Positive acceleration selectively controls theta frequency in the hippocampus and entorhinal cortex

MAY-BRITT MOSER; ERIC CARMICHAEL; KROPFF, EMILIO; EDVARD I MOSER

Conferencia; Society for Neuroscience Annual Meeting 2018; 2018

Local field potential oscillations provide clues to understand the dynamics of large populations of neurons. In rats, the theta rhythm organizes neural activity across brain structures including the hippocampus and entorhinal cortex. Recent evidence points to a role of the theta cycle in packing together related information to produce an epoch of local computation. An additional role in spatial navigation is supported by decades of research reporting that theta frequency encodes running speed linearly, so that displacement can be obtained through theta frequency integration. Here we show, however, that this relationship is an artifact caused by the fact that, until the recent introduction of the bottomless car paradigm, the speed and acceleration of rats could not be systematically disentangled. Our results indicate that theta frequency is linearly related to positive acceleration alone, and not modulated by negative acceleration or speed (Kropff et al., SfN 2017).
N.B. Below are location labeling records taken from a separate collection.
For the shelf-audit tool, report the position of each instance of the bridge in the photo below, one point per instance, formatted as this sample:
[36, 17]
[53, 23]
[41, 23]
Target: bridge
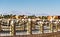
[29, 28]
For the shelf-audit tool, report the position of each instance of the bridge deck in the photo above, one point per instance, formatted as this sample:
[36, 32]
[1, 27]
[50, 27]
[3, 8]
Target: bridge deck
[55, 34]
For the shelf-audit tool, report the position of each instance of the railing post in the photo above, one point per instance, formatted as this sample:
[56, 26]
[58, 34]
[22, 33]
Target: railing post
[41, 28]
[12, 28]
[0, 25]
[29, 31]
[51, 27]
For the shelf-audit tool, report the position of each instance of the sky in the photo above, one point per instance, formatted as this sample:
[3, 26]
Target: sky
[30, 7]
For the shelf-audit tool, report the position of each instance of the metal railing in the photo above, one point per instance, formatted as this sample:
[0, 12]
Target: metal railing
[29, 26]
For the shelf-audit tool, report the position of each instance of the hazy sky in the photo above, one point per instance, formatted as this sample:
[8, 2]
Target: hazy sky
[29, 7]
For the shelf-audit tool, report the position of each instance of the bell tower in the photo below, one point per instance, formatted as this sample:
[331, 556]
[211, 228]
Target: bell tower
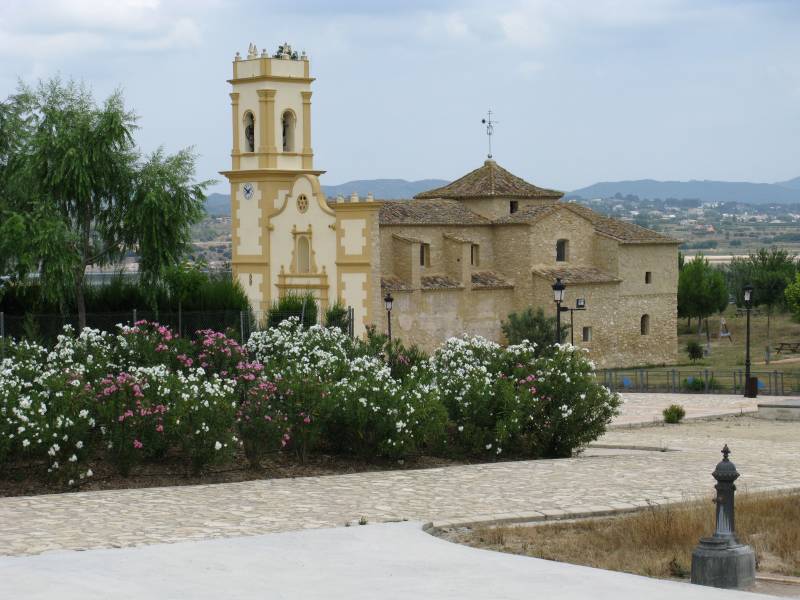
[271, 153]
[271, 110]
[287, 238]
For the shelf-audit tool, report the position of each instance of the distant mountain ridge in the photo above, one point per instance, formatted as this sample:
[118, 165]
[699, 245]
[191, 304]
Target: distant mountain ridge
[793, 184]
[786, 192]
[382, 189]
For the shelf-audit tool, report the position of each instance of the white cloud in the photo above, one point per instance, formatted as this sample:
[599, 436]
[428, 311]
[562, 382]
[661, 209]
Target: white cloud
[56, 29]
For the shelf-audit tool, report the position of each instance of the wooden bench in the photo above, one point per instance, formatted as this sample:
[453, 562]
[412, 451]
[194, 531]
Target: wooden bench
[788, 346]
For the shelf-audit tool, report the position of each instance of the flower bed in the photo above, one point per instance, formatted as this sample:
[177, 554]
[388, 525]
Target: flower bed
[145, 394]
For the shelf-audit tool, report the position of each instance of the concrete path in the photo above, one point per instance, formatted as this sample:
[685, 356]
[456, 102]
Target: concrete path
[375, 561]
[766, 453]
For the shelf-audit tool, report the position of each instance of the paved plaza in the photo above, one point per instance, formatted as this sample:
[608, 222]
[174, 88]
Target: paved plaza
[604, 480]
[386, 561]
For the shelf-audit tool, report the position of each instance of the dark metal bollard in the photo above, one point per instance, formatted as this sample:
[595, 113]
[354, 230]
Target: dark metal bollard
[720, 560]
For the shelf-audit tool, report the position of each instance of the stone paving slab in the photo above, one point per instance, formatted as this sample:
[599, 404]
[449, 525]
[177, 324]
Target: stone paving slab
[764, 451]
[645, 409]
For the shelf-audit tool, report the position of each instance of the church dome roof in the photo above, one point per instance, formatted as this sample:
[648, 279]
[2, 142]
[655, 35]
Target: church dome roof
[490, 181]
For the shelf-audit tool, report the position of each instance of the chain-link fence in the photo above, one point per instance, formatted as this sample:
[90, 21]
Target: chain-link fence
[45, 328]
[700, 381]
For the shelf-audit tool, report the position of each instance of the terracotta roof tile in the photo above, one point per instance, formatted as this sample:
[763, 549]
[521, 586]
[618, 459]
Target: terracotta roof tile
[575, 274]
[622, 231]
[528, 214]
[428, 212]
[490, 181]
[407, 238]
[487, 280]
[438, 282]
[395, 284]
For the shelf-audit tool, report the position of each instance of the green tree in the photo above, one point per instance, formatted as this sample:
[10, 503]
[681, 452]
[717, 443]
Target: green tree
[75, 192]
[770, 271]
[534, 326]
[702, 290]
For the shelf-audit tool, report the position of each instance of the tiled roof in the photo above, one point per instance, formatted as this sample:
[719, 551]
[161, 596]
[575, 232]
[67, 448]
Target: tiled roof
[458, 238]
[487, 280]
[438, 282]
[622, 231]
[529, 214]
[575, 274]
[490, 181]
[407, 238]
[428, 212]
[395, 284]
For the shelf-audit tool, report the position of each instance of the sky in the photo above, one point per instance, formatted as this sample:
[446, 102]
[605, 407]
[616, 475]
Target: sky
[582, 90]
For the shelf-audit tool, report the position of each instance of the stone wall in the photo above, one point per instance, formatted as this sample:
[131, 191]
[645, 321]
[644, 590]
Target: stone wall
[428, 317]
[615, 322]
[614, 309]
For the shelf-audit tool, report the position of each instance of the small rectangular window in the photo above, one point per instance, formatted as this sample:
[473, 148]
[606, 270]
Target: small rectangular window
[562, 250]
[424, 255]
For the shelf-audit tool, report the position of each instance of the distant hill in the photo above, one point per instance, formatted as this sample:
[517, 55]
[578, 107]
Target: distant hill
[218, 204]
[793, 184]
[707, 191]
[382, 189]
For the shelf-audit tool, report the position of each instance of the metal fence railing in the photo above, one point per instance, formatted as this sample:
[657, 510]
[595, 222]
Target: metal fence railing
[699, 381]
[45, 328]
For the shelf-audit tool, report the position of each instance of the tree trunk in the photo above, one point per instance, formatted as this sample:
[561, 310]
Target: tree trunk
[769, 316]
[80, 302]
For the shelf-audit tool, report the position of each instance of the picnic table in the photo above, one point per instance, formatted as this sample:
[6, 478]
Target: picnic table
[788, 346]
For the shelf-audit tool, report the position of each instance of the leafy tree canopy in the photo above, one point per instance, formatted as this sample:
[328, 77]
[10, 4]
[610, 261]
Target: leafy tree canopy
[702, 290]
[75, 192]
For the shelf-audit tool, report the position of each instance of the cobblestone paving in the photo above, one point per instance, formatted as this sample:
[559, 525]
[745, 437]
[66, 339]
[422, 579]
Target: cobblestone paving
[646, 408]
[765, 452]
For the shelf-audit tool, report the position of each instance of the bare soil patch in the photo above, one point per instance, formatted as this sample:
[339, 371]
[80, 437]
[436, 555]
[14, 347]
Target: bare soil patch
[655, 542]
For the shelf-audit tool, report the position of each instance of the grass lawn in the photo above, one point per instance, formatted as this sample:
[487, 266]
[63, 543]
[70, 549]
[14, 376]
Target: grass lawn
[656, 542]
[727, 354]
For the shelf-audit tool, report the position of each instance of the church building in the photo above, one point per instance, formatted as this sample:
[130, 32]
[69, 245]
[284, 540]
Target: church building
[456, 259]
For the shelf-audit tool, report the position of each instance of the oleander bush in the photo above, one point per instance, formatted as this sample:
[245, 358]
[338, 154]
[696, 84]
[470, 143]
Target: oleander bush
[145, 393]
[674, 413]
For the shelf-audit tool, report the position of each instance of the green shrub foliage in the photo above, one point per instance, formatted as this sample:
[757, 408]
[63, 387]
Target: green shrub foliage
[694, 350]
[533, 326]
[144, 393]
[674, 413]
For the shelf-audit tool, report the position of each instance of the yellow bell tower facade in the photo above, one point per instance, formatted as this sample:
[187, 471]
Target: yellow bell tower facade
[286, 237]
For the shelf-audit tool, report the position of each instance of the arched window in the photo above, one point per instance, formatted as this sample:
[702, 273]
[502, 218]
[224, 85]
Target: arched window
[288, 121]
[644, 324]
[249, 132]
[562, 250]
[303, 255]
The rhythmic spiking of neurons follows a similar pattern, implying that both theta frequency and rhythmic spiking are nonholonomic and thus non-univocally related to displacement or any other kinematic variable. This control of theta frequency by acceleration does not require visual or motor cues, and is independent of phase precession-related variations of intrinsic firing frequency. Our results suggest that variations in theta frequency reflect a temporally precise mechanism for speeding up computations in the entorhinal-hippocampal circuits. We extend previous reports by speculating on the purpose of frequency increase. The entorhinal path integrator presumably uses information about speed but not about acceleration, as suggested by failed attempts to find acceleration-coding cells. During acceleration episodes, it should make errors in the estimation of the rat´s trajectory, causing an alteration in grid spacing, as suggested by preliminary evidence that we here provide and discuss for the first time. Performing a greater number of shorter computational steps during these acceleration episodes might help the system to improve statistics on one hand and to reduce the magnitude of these errors by reducing the temporal integration window on the other.